In the late 80s, PC software complexity grew dramatically as Moore’s Law delivered more and more computing power to the desktop, and network connectivity expanded dramatically. Microsoft hired Dave Cutler and a team from DECwest to build the next version of Windows.  Much has been written about this.  Several stars aligned to allow this to happen:

  • Microsoft leadership (Billg) realized that a dramatic step up in technology would be necessary to realize Microsoft’s ambitions.
  • The Microsoft culture at that time was welcoming of great technical talent.  The new team forced a reconsideration of current OS efforts and many reorgs, but no one was hugely upset; everyone saw the benefit of having incredible new brains working at the company.
  • Microsoft had the equity to attract and reward world-class technical talent.  

The forces of leadership, culture, and equity all aligned.

I am reminded of this as I read articles like How Software is Eating the Car.  150M lines of code, software from hundreds of suppliers, and a massive and growing amount of computing power.  The traditional OEMs, with their traditional supplier networks, have hit the wall.  Competing will take a complete restart of the automotive software and hardware stack.  However, the stars are not aligned for traditional OEMs.

  • They need a dramatic investment in software and system architecture.  This will require a complete reboot of systems architecture and tearing apart of their Tier1 relationships.  They haven’t had the leadership to do this.
  • They need to welcome great software technical talent.  They need to allow software teams to come in from the outside and drive radical transformation of system design.  
  • They need to have the equity to attract world-class technical talent.  Traditional automotive companies do not hand out equity this way; they do not offer significant equity compensation packages for architects, principals, or senior engineers.

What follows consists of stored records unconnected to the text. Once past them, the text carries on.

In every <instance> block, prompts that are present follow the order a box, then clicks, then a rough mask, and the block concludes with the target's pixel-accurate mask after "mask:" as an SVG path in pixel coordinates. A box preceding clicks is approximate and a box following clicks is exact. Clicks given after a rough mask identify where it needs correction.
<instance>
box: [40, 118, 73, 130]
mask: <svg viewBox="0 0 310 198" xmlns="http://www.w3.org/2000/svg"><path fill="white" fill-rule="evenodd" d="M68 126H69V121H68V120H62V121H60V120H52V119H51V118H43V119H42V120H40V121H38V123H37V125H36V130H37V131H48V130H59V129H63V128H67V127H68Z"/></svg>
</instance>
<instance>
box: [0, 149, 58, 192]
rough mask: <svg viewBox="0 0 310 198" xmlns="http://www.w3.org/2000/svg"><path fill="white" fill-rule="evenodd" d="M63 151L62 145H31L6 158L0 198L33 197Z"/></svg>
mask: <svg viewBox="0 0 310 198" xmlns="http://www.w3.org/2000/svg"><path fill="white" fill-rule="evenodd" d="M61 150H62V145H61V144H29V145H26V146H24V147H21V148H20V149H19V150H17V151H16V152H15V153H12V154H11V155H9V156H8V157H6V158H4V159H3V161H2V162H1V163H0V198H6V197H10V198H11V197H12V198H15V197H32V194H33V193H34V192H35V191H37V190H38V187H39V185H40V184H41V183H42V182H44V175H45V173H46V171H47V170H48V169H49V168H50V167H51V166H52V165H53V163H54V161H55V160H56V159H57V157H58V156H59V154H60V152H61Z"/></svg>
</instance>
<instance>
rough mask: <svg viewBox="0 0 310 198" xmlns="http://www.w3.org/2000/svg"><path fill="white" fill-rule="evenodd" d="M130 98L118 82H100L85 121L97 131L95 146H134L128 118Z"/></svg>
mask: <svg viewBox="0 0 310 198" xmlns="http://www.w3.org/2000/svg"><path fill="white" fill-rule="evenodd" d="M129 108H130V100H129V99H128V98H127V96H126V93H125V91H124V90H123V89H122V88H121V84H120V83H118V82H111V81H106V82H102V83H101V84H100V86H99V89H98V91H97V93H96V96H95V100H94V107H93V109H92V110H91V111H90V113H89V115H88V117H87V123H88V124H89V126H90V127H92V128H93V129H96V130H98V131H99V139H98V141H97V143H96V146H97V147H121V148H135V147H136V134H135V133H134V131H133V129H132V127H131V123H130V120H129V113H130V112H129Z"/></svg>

Auto OEMs need to make a DECwest-style hire to shake themselves up — inserting a world-class software team right into the middle of their automotive design effort, a team with the chops and mandate to change everything about computing and networking in a car.  And that will take significant leadership energy and cultural change.

Writing and learning

Writing forces us to distill complex ideas into our own words, cementing our understanding. David Perell elaborated on this in one of his newsletters:

…you learn best when you explain something in a new medium. So if you read something, you should explain it in a video or a drawing instead of writing about it. When you translate ideas from one medium to another, you can no longer rely on a lot of the handicaps that help you work faster but ultimately inhibit learning. This quote from Piaget doubles as a core principle of the company: “The essential thing is that in order for a child to understand something, he must construct it himself, he must re-invent it.”

This week, I had no idea that my theme was competition and creative destruction until I started writing and thinking more deeply.  I recommend writing for any committed lifelong learner.